Status: @on_start is fully wired. @on_stop Coming soon is parsed but never invoked in v0.1 (graceful-shutdown hook not wired).

Custom attributes

Any library can register a handler for a custom attribute. In your program:

@tracing "full"      # handler installed by keel/observability
@retry_policy { ... } # handler installed by a resilience library

State

state declares mutable fields. Access is only via self.:

agent Counter {
  state {
    count: int = 0
  }

  on message(_: Message) {
    self.count = self.count + 1
  }
}
  • Handlers for one agent run sequentially — no data races on state.
  • Different agents run concurrently but share no state.
  • Cross-agent messaging uses Agent.send(Target, data) (wired in v0.1). Agent.delegate and Agent.broadcast Coming soon.

Lifecycle

run(MyAgent)                      # start
run(MyAgent, background: true)    # background: Coming soon
stop(MyAgent)                     # graceful shutdown

run and stop are prelude functions re-exported at the top level.

Status: run(Agent) and stop(Agent) are wired. run(Agent, background: true) Coming soon — v0.1 treats every run as foreground and uses the event loop for non-blocking behavior.

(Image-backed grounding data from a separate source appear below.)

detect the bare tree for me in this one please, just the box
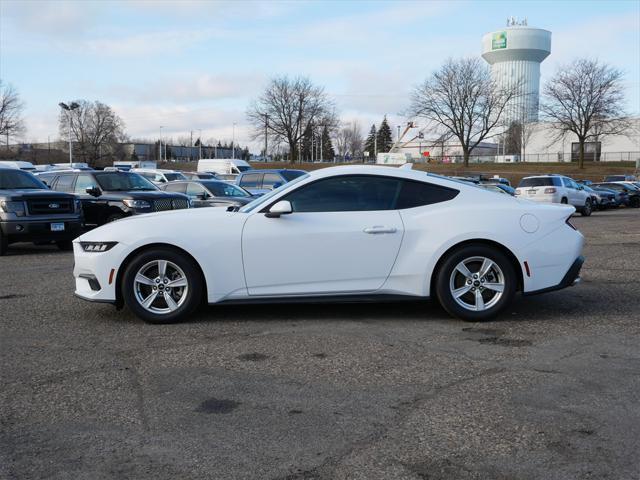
[332,121,364,161]
[409,57,518,166]
[541,58,627,169]
[58,100,127,166]
[0,81,26,146]
[247,76,338,163]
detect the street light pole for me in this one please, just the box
[198,129,202,160]
[159,126,164,162]
[59,102,80,166]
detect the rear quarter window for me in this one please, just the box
[396,180,459,209]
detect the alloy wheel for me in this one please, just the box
[133,259,189,314]
[448,256,505,312]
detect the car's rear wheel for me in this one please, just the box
[630,196,640,208]
[435,245,517,322]
[0,232,8,256]
[581,199,592,216]
[561,198,568,204]
[56,240,73,251]
[122,248,203,324]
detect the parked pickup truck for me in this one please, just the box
[0,167,83,255]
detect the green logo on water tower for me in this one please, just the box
[492,31,507,49]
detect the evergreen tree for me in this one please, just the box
[376,116,393,153]
[364,124,377,157]
[321,125,335,161]
[301,123,313,161]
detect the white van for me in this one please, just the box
[197,159,251,176]
[0,160,36,171]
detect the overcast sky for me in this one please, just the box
[1,0,639,150]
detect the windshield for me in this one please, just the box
[281,170,307,181]
[164,172,187,181]
[239,173,310,213]
[94,172,157,191]
[0,169,47,190]
[201,181,250,197]
[236,165,252,172]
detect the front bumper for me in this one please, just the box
[73,241,126,304]
[524,256,584,296]
[1,218,83,243]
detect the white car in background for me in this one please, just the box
[515,175,593,216]
[73,166,585,324]
[131,168,187,185]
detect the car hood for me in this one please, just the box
[76,206,237,243]
[0,188,76,200]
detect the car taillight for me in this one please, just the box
[544,188,557,194]
[566,217,577,230]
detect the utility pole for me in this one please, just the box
[190,130,193,162]
[198,129,202,160]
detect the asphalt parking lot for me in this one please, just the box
[1,208,639,480]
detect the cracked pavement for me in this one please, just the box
[1,208,639,479]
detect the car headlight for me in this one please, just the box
[75,199,83,212]
[0,201,26,216]
[122,199,151,209]
[80,241,118,252]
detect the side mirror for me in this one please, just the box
[86,187,101,197]
[265,200,292,218]
[271,182,283,190]
[197,192,208,200]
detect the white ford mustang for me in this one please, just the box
[73,165,584,324]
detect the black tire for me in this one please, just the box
[56,240,73,251]
[630,196,640,208]
[106,213,125,223]
[580,199,592,217]
[435,244,517,322]
[121,247,203,324]
[561,198,568,204]
[0,233,7,256]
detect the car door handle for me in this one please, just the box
[363,226,397,234]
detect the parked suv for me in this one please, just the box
[236,169,307,195]
[515,175,592,216]
[0,168,83,255]
[593,182,640,208]
[131,169,187,185]
[39,171,191,227]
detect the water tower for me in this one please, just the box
[481,17,551,123]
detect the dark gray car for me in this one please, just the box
[161,180,255,208]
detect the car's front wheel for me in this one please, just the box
[122,248,203,324]
[435,245,517,322]
[581,199,592,216]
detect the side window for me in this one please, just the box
[262,173,283,188]
[283,175,401,212]
[154,173,166,183]
[55,174,75,192]
[74,174,98,194]
[396,180,459,209]
[563,178,574,189]
[164,183,186,193]
[140,172,155,181]
[38,174,55,186]
[186,183,205,197]
[240,173,263,188]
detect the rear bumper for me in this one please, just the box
[523,256,584,296]
[1,218,83,243]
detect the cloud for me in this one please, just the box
[106,73,266,104]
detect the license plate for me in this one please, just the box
[527,189,537,195]
[51,223,65,232]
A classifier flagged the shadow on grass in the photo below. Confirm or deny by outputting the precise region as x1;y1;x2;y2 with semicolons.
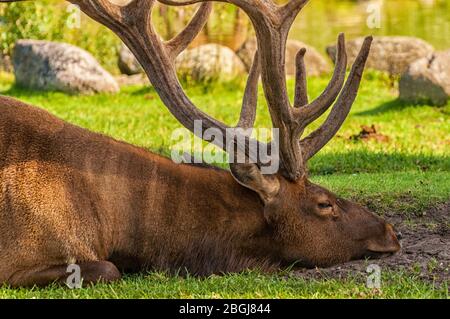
1;84;156;99
355;98;417;116
356;97;450;117
0;85;62;99
129;86;155;96
155;149;449;175
308;150;449;175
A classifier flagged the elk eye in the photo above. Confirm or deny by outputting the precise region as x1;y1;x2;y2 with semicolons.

Composition over monoliths

Top-level tasks are reusable and testable. Prefer small agents that call shared top-level tasks over large agents with inline logic:

# Top-level, testable
task triage(email: EmailInfo) -> Urgency {
  Ai.classify(email.body, as: Urgency, fallback: Urgency.medium)
}

# Agent stays focused
agent EmailAssistant {
  @role "Triage and respond"

  on message(msg: Message) {
    urgency = triage(msg)
    Io.show({urgency: urgency, subject: msg.subject})
  }
}

Tasks defined inside an agent are scoped to that agent and can access self. Use them only when you genuinely need agent state access.